Die Vorwände und Einflüsterungen des menschlichen Gemüts sind so listig und manchmal so anmaßend, daß wir in Versuchung kommen, uns von Gott abzuwenden, und dann ist unser Blick getrübt und die wahre Anschauung verdunkelt. Wir verlieren die Fühlung mit dem göttlichen Prinzip; wir verlassen den festen Felsen der Wahrheit und stellen uns auf den Flugsand des Irrtums und werden womöglich das Opfer falscher Annahme.

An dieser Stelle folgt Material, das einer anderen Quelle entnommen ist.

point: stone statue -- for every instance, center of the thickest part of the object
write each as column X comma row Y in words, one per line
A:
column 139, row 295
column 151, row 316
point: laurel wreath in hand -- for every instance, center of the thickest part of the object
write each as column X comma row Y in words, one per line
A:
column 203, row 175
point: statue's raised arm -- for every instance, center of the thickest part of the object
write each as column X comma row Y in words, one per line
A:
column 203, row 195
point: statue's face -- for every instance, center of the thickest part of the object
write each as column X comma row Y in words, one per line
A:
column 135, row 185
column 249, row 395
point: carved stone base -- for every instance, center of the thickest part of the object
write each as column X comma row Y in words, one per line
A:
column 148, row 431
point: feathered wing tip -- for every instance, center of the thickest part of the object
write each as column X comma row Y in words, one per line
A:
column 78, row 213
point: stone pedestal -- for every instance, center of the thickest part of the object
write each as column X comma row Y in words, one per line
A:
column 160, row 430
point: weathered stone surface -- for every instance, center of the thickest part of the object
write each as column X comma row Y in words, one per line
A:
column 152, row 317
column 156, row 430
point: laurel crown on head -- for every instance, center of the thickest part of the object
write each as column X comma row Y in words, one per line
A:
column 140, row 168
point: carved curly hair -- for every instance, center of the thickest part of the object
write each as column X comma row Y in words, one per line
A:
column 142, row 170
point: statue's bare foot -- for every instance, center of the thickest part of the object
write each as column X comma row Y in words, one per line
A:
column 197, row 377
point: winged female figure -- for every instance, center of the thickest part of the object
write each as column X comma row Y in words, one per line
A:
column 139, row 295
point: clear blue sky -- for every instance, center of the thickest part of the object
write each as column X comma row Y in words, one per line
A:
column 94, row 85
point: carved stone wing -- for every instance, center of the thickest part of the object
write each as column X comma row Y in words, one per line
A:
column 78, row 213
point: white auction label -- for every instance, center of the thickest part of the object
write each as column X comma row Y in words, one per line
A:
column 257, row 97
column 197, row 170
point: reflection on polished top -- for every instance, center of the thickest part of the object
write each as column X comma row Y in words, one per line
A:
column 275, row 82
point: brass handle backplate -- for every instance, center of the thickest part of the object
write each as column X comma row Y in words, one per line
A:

Aber als Christliche Wissenschafter sollten wir nicht vergessen, daß das sterbliche Gemüt, bar jeglicher Intelligenz, nichts von der Wahrheit über Gott und Seine Schöpfung einschließlich des Menschen weiß. Dennoch gibt es vor, alles zu wissen und alles zu erklären. Daher ist es ein Lügner und der Vater der Lüge des Bösen.
Geistiges Schauen ist nie flüchtig, und es setzt nicht vorübergehend aus. Um seine Beständigkeit darzutun, müssen wir die Arbeit unserer Reinigung ununterbrochen fortsetzen. Dieser Vorgang erfordert Wachsamkeit und Ausdauer; aber er macht sich reichlich bezahlt, weil wir im Verhältnis zu unserer mentalen Reinheit Christus, die Wahrheit, sehen und dartun, daß Gott alle unsere Bedürfnisse befriedigt. Im ersten Brief des Johannes lesen wir: „Wir wissen aber, wenn es erscheinen wird, daß wir ihm gleich sein werden; denn wir werden ihn sehen, wie er ist. Und ein jeglicher, der solche Hoffnung hat zu ihm, der reinigt sich, gleichwie er auch rein ist”.